5.2 KiB
3. Caveats and Future Work
Our project has some important limitations, both theoretical and empirical. The caveats below offer room for improvement in future iterations of the project, as well as new lines of investigation.
3.1 Limitations of the theoretical approach
3.1.1 Temporal coherence as a concept
Our theoretical framework is based on the concept of temporal coherence, which we characterise as the ability of putting together, consistently, different atomistic tasks in the pursuit of a more complex task. However, this is not the only possible framework for understanding AIs’ capabilities. For instance, some people have used the t-AGI framework, which bears some resemblance to ours but is not identical. Also, we don’t offer a formal definition of the concept. One way in which we plan to expand the project further is by incorporating it more explicitly into the model proposed by Korinek and Suh
One objection that could be raised to the concept of temporal coherence comes from the ‘jagged-frontier’ of AI systems. This is the observation that AI capabilities are very irregular – while they can perform tasks that would take a human many hours in mere seconds or minutes, they struggle with seemingly easy, short-term tasks. We plan to incorporate this concern in our framework in the future.
3.1.2 Temporal coherence as a significant bottleneck
We make an additional claim, if AIs could act coherently over arbitrary time periods of time, putting together the different atomistic tasks they are already capable of performing, more economic value would be unlocked than if any other ability was ‘solved.’
However, it is plausible to believe other bottlenecks are equally or more important. Other important bottlenecks include memory, context, multimodality and cooperation. We aim to dedicate more time to identifying the most important bottlenecks to job automation in our future research, possibly with the help of an economic model like the O-Ring model.
3.1.3 Task length as a proxy for coherence
Our measure for temporal coherence is the length it would take a human to complete a given task. The idea behind the proxy is that the longer the task, the more it requires putting together different pieces or atomistic tasks to complete it. But this is not a perfect measure. One way in which the proxy could be misleading is if a task takes a lot of time for a human to complete, not because it requires more coherence for putting together different subtasks, but rather because the atomistic tasks themselves take a lot of time to complete. To some extent, this seems contingent on how narrowly we define atomistic tasks; if done narrowly enough, as Korinek and Suh do in their original paper, then task length seems like a good proxy, because no single task would take a lot of time to complete, by definition. But there’s room for disagreement, and the measure could be improved.

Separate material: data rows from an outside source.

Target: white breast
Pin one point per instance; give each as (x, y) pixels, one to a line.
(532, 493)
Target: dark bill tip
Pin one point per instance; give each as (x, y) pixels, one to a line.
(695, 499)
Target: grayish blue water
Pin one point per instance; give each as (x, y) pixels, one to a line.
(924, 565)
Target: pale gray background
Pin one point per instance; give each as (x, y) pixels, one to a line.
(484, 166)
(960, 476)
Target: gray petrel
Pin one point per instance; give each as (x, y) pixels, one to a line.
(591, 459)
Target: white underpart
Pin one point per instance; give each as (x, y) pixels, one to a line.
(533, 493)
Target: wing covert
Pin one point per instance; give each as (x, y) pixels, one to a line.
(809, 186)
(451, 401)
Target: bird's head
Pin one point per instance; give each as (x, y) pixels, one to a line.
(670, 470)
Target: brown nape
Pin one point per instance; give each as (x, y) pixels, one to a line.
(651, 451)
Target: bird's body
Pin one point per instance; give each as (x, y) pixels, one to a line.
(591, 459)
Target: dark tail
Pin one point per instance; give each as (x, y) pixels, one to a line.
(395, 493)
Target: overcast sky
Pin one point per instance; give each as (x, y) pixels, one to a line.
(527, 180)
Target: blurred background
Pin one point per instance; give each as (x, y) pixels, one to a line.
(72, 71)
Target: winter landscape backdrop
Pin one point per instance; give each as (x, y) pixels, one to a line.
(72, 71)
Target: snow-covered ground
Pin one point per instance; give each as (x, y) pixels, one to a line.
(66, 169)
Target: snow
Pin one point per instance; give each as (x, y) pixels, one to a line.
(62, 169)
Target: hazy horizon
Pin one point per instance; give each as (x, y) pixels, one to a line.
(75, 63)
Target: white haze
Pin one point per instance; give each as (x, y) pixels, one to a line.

Finally, the concern of the ‘jagged-frontier’ also applies here, because if AI systems are very irregular, it’s not clear that measuring the time it would take a human to complete a task is very informative of the temporal coherence required by AIs.
3.2 Limitations of the estimates of task length
3.2.1 LLM classification limitations
Humans have a hard time estimating how long something takes, and LLMs too. In our test bench, we evaluated LLM’s self-consistency, and found that the more the task statement seemed ambiguous, the more the model changed its estimate between a few values, but stayed consistent between those values.
We also manually estimated the time to completion for 45 task statements, and compared our results to the model, its estimates were close enough to ours.
In the future, we might try to cross-validate the estimates by developing additional methods for time estimation. There is prior work in this area. We might also use a model harnessed with estimation tools, or spend time developing a larger validation set so that we can evaluate our prompt and model choice more accurately.
3.2.3 METR’s estimates
We use METR’s estimates on the increasing capacity of AI agents to perform longer time-horizon tasks, doubling every 7 months, to achieve the result that more than 60 per cent of tasks can be performed by AI agents by 2026.
The problem with using those estimates is that they are based on a set of coding benchmarks, which, as others have commented, do not reflect the messiness of real-world work environments. Also, the extent to which we can extrapolate the performance of AI agents in coding tasks to other types of tasks is an open question, especially considering how reasoning models are particularly good at coding and math, as opposed to other fields. Finally, we don’t take into account the success rate variable in METR’s results, which for obvious reasons seems important when it comes to automating real-world tasks.